撮影用に割ときれいに盛り付けたのですが、肝心の写真は撮り忘れました。
なぜか撮るのを待ちきれずに食べ始めてしまいました。
慌てています。
その味は、とても美味しいサバの塩焼き。ごはんにもお酒にも合いそう。
あれ?
これって、もしかして、企画倒れなのでは...??
焼き酢漬けは完成しましたが...
焼き酢漬けの方も冷蔵庫でいい感じになっていたので、食べることにしました。
半日ほど寝かせたので、いい感じに漬かっていそうです。
箸でつまんで口に運ぶと、これがなかなかいい塩梅。
サバ特有の臭みは酢や唐辛子によって封じ込まれており、醤油と砂糖の甘辛い味が良く染み込んでいる。
揚げないで作った南蛮漬けのような感じもあり、非常に美味しい。
...ただ、ですね。
脂の質感がバッチリ感じられるんですよ。
私は脂が乗っていない状態の小サバでこれを作りたかったんですよ。
脂が乗っていたら、単純にサバが美味しいだけという可能性があるんですよ。
この調理法でなくても美味しいよ、じゃ駄目なんですよ。
だから、タイトルにあるような、「脂の少ない小サバは焼き酢漬けにすればいい」かどうかについては、今回の調理では判別不能です!
残念ながら、今回は企画倒れです!!
ただ...
これはすごく美味しい!
半身だけで、ご飯が1膳あっという間になくなりました。
焼いてから調味液に漬けて冷やすだけなので、衣をつけて油で揚げる南蛮漬けよりは調理工程が少なくて済みます。
揚げ油の処理をしなくていいのは助かりますね。
サバ以外でも、脂の乗ったサケの切り身なんかで作っても美味しいはず。
もちろん、脂が少ない魚でも美味しくできると思います。
防波堤の小サバは脂が少ないと聞かされていたけど
防波堤の小サバは脂が少ないと聞かされていたけど 少なくないこともあるんだな。
(※フジファブリックの「茜色の夕日」の2番の歌詞みたいに書きました。
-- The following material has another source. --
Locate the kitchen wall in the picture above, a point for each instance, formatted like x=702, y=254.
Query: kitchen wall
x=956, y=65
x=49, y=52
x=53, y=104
)
秋になるにつれて、防波堤で釣れるサバは少しずつ大きくなっていきます。
今回釣れたのは塩釜港でしたが、塩釜は内湾に位置するので、外海まで回遊しないような、いわゆる「居つき」のサバがいるのかもしれません。
今回釣れたサバのうちの1匹は、胃の内容物の中に小さなボラの稚魚が入っておりました。
ボラの稚魚は内湾の浅瀬を好みますが、今回釣れたサバはあまり大規模な回遊を行わず、こういった内湾に住む小魚を常態的に捕食していたのかもしれません。
居つきの個体は、言うならばあまり運動せずにエサをたくさん食べているため、外海を回遊するものより脂の乗りが良いとされています。
これまでの私は、「小サバは脂が少ない」という先入観を持っていたため、小サバが釣れたら油を補う方法で調理するだけに留まっておりました。
また、この時期に塩釜でサバを釣ったことは何度もありましたが、釣れたサバの脂の乗りを確認したことはありませんでした。
そのため、「秋に内湾で釣れる小サバは脂が乗っている」と断言するのは早計です。
そもそも、今回釣ったサバが居つきの個体ではない可能性だって充分にあります。
ただ、「脂が乗っている場合がある」ということについては、今回自分で体験してみてよくわかりました。
小サバは毎年のように釣っていて、なじみの深い魚でしたが、まだまだ知らないことばかりですね。
これからは、釣れた小サバを見る目が少し変わるかもしれません。
「どうせパサパサだろうけど」という先入観を持たずに、小サバ釣りを楽しむことができそうです。
企画倒れにはなりましたが、しっかりと得るものがあったのでOKとしましょう!